Dye Easter eggs the natural way with the help of local ingredients and vendors

Growing up, I associated Easter with the awful smell of those egg dye chemicals. So last year when natural egg dyeing became trendy, I was all too relieved to try out the not-so-new technique.

The best part of this method (aside from a much-improved sensory experience) was that a lot of the needed ingredients were in my kitchen already, and any others were easily found at places like the Red Stick Farmers Markets, Southside Produce Market, Red Stick Spice Company and local grocery stores. And if food allergies concern you, most ingredients can be substituted for others to make similar colors.

Though this method can take a bit longer than chemical dyes, leaving your eggs in these natural dye mixtures for extended periods of time will only produce deeper hues. To prepare for this year’s Easter egg dyeing adventure, we’ve compiled a list of natural ingredients and the beautiful colors they produce.


Yellow onion skins: It sounds weird, right? But trust us. Remove the papery skins from about six onions and simmer in two cups of water for 15 minutes. Strain the dye and add three teaspoons of white vinegar. Then submerge your pre-boiled eggs for a couple of hours or overnight in the fridge.  (If you have no pressing need for naked onions, chop them up and throw them in the freezer for later.) If you’d like to forgo the onions, paprika is another commonly used red-dye ingredient.


Turmeric: Bring three tablespoons of turmeric, two tablespoons of vinegar and four cups of water to a boil. Simmer for 30 minutes, then strain, cool and add the eggs to soak for at least 30 minutes. You can also use saffron, orange peels, green tea leaves or carrots to make yellow dye.
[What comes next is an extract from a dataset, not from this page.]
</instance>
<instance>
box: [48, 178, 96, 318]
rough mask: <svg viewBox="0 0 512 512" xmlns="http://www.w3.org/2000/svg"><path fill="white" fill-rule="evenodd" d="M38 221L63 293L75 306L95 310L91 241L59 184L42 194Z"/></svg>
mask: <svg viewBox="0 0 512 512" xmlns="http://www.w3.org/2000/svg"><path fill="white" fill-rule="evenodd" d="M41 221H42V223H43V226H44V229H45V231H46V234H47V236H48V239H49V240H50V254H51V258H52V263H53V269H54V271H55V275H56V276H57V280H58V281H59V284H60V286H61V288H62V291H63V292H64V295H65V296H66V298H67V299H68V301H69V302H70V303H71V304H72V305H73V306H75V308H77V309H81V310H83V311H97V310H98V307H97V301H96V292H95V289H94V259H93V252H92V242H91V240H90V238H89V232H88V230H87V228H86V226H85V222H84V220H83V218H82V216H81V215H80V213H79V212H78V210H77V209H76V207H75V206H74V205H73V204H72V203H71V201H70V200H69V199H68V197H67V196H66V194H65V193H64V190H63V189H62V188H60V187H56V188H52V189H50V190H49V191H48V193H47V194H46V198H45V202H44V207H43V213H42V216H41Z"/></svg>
Spinach: Chop four cups of spinach and boil in three cups of water and 2 tablespoons of white vinegar. Simmer for 30 minutes; then, strain out the spinach and add the eggs. If you want some variety, substitute parsley, apple peels or red onion skins to get other shades of green.


Blueberries and red cabbage: For a navy blue shade, mix a cup of frozen blueberries with one cup of water. Let the mixture sit until it reaches room temperature, then remove the berries and submerge your eggs. For a lighter shade of blue, cut about a fourth a head of red cabbage into chunks and bring to a boil in four cups of water. Stir in two tablespoons of vinegar and let cool.


Grape juice or red wine: Mix one cup of grape juice or red wine with one tablespoon of vinegar. Submerge until you reach the desired shade.


Beets: There are loads of ingredients you can use for pink, but beet juice is the most common. Cut a medium-sized beet into chunks and add the chunks to four cups of boiling water. Stir in two tablespoons of vinegar and let cool. At room temperature, remove the beets and submerge the eggs. You can also use cherries, pomegranates and raspberries.